The Prom stars Meryl Streep, James Corden, Nicole Kidman and the lesser-known but immensely talented Andrew Rannells (Tony-nominated for The Book of Mormon) as four self-absorbed Broadway actors who decide to become celebrity activists to boost their public image. They find their ’cause célèbre’ in small-town Indiana, where High School student Emma Nolan (newcomer Jo Ellen Pellman) wants to bring her closeted girlfriend (Ariana DeBose) to prom. The principal (Keegan-Michael Key) supports holding an “inclusive” prom, but the uptight head of the PTA (Kerry Washington) will have none of that!

While their initial intentions for the Midwest roadtrip (hitching a ride with a touring company of Godspell) are less than altruistic, the foursome end up heavily invested in Emma and her simple wish to celebrate who she is. The music is catchy if not altogether memorable (though on repeat viewing it definitely grows on you), Streep delivers some deliciously witty dialogue, Kidman and Rannells make the most of their supporting roles, and Corden does a surprising amount of the emotional heavy lifting.

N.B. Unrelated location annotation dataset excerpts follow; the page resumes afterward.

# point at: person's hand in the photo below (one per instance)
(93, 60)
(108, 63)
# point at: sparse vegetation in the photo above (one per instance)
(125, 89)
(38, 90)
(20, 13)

The storyline – and movie – has a Hairspray meets Footloose kinda vibe, delivering a heartfelt message about acceptance in a Glee-ful package filled with the type of song and dance that makes Broadway theater so appealing (at least to me and my nieces!). The Prom is a holiday gift for broadway musical fans who’ve already seen Hamilton and are anxiously awaiting the film adaptations of In The Heights and (Spielberg’s) West Side Story now slated for summer and winter of 2021.

The Prom is in select theaters and premieres on Netflix December 11.